After nearly a decade’s hiatus, Leonard Goldberg, known for his bestselling Joanna Blalock medical thrillers, is back in the writing saddle with Patient One, the first in a new series from Midnight Ink, featuring a trauma nurse and an emergency room physician. Inspired by the first Die Hard movie, in which actor Bruce Willis scurried around crawl spaces to thwart terrorists, the physician author tells Show Daily, “I wondered what would happen if terrorists took over a hospital where the president or some high-ranking dignitary was, and in the crawl space was a physician who had at one time been in the special forces.” He adds, “I wanted people to see that there are people in the civilian world—doctors and nurses—who sometimes are called upon to do things outside their realm, but they do it and function in a heroic capacity that equals in every way the heroics they do in medicine.”

One of the biggest changes for Goldberg, whose previous books feature a female forensic pathologist, was the timing within the story. Goldberg explains, “In my last nine novels, the protagonist takes a Sherlock Holmes approach to solving murders, and they take place over a series of days or weeks. This novel takes place in the course of seven hours, so it moves with the speed of light. It never stops because obviously a lot of things have to happen in seven hours.”

Asked how his medical background fuels his writing—Goldberg says he is the only physician in the country, and perhaps in the world, who is board certified in three specialties: internal medicine, hematology, and rheumatology—he points out that as a past full-time faculty member at UCLA’s medical school, he published more than 100 papers in peer-reviewed journals.
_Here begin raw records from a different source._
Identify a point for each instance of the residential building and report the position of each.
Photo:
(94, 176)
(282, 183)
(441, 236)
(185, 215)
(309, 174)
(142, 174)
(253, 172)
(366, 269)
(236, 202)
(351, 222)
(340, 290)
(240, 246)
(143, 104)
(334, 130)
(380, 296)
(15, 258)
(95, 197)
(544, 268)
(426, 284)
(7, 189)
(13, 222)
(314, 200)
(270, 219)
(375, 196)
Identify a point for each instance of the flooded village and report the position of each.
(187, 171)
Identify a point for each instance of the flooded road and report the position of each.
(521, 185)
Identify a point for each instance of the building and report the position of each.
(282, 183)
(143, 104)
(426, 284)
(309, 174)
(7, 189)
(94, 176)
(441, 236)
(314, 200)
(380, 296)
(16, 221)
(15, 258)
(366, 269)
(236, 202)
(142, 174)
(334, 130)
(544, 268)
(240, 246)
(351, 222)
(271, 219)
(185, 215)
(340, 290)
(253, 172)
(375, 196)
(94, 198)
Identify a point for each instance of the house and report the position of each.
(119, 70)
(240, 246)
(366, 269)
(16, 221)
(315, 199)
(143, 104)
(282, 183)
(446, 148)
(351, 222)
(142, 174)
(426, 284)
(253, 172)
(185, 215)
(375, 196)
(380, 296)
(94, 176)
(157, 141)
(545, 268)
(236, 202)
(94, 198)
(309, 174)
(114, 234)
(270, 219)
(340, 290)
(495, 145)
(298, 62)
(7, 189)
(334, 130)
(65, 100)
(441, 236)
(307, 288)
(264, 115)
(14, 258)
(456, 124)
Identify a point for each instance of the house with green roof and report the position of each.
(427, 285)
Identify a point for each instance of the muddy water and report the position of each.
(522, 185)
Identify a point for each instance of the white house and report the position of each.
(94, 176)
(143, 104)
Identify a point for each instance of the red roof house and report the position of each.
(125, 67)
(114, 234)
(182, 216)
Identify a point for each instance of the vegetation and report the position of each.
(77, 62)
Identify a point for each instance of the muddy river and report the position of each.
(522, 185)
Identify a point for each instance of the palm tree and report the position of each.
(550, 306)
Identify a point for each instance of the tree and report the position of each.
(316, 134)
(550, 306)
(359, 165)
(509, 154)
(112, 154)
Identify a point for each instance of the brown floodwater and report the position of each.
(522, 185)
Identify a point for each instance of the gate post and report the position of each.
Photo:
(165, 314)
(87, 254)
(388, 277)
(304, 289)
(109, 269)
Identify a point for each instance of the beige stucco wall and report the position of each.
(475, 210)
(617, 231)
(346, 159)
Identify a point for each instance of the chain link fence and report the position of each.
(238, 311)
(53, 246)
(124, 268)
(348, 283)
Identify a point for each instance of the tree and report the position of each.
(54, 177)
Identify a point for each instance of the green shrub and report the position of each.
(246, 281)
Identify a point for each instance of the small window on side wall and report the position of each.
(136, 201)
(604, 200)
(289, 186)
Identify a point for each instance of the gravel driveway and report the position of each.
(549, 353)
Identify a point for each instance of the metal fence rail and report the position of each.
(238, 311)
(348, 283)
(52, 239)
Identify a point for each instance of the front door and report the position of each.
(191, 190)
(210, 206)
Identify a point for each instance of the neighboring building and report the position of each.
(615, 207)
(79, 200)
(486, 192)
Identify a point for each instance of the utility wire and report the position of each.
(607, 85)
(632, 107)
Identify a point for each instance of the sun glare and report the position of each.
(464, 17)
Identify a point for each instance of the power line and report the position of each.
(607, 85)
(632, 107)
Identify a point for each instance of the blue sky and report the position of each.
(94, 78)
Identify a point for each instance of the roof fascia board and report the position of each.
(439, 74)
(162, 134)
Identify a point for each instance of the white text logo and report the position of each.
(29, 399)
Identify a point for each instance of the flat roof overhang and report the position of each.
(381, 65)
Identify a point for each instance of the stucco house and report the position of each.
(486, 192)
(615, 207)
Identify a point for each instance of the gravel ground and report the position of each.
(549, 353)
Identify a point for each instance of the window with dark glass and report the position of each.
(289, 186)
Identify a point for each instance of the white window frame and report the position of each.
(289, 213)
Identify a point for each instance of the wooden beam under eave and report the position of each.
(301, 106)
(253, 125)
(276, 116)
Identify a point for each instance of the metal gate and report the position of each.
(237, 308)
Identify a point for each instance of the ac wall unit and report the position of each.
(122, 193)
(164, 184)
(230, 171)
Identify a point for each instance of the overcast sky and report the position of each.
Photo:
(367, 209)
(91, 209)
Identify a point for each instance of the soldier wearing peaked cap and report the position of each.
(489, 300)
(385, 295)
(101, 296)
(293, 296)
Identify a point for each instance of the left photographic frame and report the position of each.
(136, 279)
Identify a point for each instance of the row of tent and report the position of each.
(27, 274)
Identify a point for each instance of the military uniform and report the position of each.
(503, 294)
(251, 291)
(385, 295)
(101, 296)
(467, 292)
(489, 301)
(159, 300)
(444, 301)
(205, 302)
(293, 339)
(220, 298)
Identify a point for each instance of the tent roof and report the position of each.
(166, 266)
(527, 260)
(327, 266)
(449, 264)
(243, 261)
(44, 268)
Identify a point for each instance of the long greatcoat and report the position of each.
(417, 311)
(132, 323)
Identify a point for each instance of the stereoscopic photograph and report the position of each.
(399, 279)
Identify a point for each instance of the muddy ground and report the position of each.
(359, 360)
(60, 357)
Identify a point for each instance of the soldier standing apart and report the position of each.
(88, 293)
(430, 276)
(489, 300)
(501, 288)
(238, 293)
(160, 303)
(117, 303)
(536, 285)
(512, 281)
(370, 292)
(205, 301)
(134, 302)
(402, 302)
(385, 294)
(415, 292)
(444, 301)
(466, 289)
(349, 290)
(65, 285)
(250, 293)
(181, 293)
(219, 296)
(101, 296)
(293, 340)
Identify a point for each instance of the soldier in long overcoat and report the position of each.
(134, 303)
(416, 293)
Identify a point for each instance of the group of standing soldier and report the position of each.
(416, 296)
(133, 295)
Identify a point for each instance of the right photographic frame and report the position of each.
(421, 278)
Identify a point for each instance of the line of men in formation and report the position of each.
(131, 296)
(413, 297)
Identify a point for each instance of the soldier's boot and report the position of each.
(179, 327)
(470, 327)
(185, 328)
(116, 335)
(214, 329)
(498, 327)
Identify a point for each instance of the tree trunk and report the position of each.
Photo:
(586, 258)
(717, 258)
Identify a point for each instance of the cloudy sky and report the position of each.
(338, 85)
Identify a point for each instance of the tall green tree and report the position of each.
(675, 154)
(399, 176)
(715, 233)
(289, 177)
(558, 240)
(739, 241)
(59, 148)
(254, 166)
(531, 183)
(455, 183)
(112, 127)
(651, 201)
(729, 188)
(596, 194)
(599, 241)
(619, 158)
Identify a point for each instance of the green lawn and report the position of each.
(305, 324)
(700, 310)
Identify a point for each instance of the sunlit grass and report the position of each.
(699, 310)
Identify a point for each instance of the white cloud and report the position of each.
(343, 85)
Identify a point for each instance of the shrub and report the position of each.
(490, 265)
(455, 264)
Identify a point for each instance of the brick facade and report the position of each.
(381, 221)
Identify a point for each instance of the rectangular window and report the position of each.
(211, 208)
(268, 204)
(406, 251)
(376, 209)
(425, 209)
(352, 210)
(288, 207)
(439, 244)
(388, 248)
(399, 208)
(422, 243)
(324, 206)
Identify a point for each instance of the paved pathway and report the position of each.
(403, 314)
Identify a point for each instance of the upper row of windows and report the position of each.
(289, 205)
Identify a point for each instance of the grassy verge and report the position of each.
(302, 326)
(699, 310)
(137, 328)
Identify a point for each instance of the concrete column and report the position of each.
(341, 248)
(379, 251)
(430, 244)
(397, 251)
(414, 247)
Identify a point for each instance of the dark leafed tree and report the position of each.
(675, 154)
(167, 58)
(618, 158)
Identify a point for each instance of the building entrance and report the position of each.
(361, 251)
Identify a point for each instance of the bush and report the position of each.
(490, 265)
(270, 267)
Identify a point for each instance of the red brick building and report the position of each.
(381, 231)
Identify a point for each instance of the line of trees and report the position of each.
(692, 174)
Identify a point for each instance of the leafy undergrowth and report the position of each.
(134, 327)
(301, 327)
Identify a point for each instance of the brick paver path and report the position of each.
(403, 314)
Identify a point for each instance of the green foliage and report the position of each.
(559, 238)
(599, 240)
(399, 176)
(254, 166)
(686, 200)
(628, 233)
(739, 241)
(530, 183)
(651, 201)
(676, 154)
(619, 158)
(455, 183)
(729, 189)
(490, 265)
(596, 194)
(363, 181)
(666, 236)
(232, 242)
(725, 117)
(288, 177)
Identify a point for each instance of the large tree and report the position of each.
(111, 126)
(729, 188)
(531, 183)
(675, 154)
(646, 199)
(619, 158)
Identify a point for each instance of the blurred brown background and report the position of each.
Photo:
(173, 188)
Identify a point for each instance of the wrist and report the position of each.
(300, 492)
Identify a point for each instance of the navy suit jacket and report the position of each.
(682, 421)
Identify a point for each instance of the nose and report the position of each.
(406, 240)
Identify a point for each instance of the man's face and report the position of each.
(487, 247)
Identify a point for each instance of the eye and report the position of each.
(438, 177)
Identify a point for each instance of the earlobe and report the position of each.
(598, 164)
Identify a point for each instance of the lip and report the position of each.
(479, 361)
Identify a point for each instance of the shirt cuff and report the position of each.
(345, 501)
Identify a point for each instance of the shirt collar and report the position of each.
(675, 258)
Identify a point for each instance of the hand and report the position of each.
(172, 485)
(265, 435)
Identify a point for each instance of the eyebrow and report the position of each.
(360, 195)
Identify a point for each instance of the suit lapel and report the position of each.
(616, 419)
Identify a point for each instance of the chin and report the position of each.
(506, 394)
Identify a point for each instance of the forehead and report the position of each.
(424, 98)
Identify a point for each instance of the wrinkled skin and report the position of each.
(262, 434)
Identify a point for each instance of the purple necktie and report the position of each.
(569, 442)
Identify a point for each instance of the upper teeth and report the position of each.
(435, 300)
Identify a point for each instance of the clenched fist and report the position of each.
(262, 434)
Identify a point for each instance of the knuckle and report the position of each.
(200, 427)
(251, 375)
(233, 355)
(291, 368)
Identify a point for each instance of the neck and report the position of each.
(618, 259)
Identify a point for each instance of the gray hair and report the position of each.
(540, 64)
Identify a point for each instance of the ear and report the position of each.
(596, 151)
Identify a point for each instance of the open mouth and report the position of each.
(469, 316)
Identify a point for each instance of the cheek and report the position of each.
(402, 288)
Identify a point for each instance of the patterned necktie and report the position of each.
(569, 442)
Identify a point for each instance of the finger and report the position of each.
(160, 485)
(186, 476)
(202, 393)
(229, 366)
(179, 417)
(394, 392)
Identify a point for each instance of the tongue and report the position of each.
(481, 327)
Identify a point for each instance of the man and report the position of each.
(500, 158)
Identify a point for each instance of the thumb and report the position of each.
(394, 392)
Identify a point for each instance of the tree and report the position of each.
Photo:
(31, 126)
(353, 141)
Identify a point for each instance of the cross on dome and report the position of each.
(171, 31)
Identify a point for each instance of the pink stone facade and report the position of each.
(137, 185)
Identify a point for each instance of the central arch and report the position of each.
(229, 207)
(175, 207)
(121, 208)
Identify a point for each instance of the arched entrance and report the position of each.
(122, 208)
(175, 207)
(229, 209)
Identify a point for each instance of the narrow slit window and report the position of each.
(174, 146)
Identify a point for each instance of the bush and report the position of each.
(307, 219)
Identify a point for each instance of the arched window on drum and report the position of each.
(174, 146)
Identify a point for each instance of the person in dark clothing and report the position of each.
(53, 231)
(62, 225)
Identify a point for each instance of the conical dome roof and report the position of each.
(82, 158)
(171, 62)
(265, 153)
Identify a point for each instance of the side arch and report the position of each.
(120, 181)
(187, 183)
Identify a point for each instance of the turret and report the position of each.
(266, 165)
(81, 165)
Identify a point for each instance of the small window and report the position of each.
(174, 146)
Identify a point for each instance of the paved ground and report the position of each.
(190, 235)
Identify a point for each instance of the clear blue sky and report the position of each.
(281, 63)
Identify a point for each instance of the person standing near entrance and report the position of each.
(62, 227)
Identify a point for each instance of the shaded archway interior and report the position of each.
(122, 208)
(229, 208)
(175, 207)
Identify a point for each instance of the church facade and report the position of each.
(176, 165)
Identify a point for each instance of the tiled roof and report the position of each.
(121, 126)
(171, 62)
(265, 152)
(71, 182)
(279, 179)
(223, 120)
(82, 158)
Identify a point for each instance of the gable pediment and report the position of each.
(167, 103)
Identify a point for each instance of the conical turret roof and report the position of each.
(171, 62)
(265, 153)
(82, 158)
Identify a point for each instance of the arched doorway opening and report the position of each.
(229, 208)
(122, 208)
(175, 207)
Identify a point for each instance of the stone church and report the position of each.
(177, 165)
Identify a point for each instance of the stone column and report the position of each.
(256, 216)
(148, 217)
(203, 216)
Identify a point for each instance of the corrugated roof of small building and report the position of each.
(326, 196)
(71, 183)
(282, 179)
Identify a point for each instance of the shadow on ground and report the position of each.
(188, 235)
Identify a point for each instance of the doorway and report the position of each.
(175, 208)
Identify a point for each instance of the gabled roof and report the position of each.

He notes that the structure for a scientific article, which presents a dilemma and then a methodology for researching and solving the problem, is similar to the structure of a medical thriller. Although Goldberg has pulled back from his medical practice, his background makes him an ideal medical expert for medical malpractice cases, and he is often called upon to testify in court. But he’s trying to spend more time writing. He tells Show Daily, “There’s a wonderful quote that is attributed to Anton Chekhov, who was also both a writer and physician: ‘Medicine is my lawful wife, and literature is my mistress. When I get fed up with one, I spend the night with the other.’ I often remember that. It keeps me busy and I like that.”

This is the author’s first appearance at Book Expo. “I know a lot about it, but have never been,” he says. “It’s going to be fun—I like to immerse myself in the literary world.”